Затем он, не распрямляясь, обхватил огромное ведро обеими руками, прижал к груди и со вздохом, рывком, установил его на кладку колодца. Звякнула цепь, Здравка вернулся к колодцу, повернул на один оборот колесо и цепь подобралась на ось-бревно. Сидоний толкнул кадку в чёрную дыру. Цепь рванулась, а Здравка повис на колесе всем телом. Потом он стал по очереди перехватывать крест поперечин. Ведро исчезло в гулкой глубине.

— И принесло его, — заглядывая в черноту сказал грек, — его и женщину странную, железного человека, арабов и степняка Хунну.

— Она всем заправляет, а не король Тартар, — ответил Здравка, продолжая вращать колесо, — она из нас по ночам кровь пить будет, вот увидишь.

— Вроде, он называл себя князем.

Цепь шелестела, звякала. Ведро гулко ударялось о неровности кладки. Чёрная рубаха Сидония быстро высохла на сильном ветру и теперь стала серой, заворсилась, на ней проступили прожжёные дыры и сальное пятно на животе.

— Марьянка говорила, что когда они шли сюда, у каменного креста апостола Андрея, ей встретился монах из Фессалоник, пришедший помогать чумным.

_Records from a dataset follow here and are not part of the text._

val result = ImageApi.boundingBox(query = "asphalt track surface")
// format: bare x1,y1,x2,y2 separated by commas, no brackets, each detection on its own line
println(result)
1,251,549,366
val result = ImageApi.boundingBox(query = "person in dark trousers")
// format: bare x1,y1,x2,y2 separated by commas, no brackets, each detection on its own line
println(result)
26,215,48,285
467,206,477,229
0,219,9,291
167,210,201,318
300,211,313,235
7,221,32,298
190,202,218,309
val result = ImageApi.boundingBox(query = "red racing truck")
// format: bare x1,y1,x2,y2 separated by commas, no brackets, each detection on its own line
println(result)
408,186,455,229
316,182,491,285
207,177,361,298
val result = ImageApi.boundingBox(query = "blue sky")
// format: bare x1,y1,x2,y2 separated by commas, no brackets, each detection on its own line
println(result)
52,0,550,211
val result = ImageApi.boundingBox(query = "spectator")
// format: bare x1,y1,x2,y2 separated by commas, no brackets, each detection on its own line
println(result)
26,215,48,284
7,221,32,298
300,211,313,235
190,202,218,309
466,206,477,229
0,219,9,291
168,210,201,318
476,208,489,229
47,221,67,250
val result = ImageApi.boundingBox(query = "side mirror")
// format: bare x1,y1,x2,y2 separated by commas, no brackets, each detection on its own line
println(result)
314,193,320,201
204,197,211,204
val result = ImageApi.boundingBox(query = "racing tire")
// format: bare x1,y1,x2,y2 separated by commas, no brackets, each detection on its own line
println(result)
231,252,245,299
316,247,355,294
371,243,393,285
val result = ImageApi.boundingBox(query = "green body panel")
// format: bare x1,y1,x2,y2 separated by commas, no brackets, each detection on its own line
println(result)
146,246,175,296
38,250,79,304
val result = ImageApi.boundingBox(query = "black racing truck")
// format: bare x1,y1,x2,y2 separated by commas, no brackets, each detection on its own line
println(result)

Она позвала его и спросила, что это за крест у дороги. Монах ответил и потом спросил у неё, кто она, какой она веры, откуда. Она ответила, что она с неба, дочь бога, а веры самой правильной, — задумчиво проговорил он.

Ведро несколько раз стукнулось в неимоверной глубине о каменные стенки колодца и, наконец, упало в воду и стало тонуть. Сидоний подёргал цепь. Здравка перегнулся через край колодца, больше слушая, чем глядя внутрь. Кивнув удовлетворённо, услышав булькающий звук, он поднял глаза и застыл, словно на краю пропасти:

— Королева Езера! — с восхищением и страхом сказал он.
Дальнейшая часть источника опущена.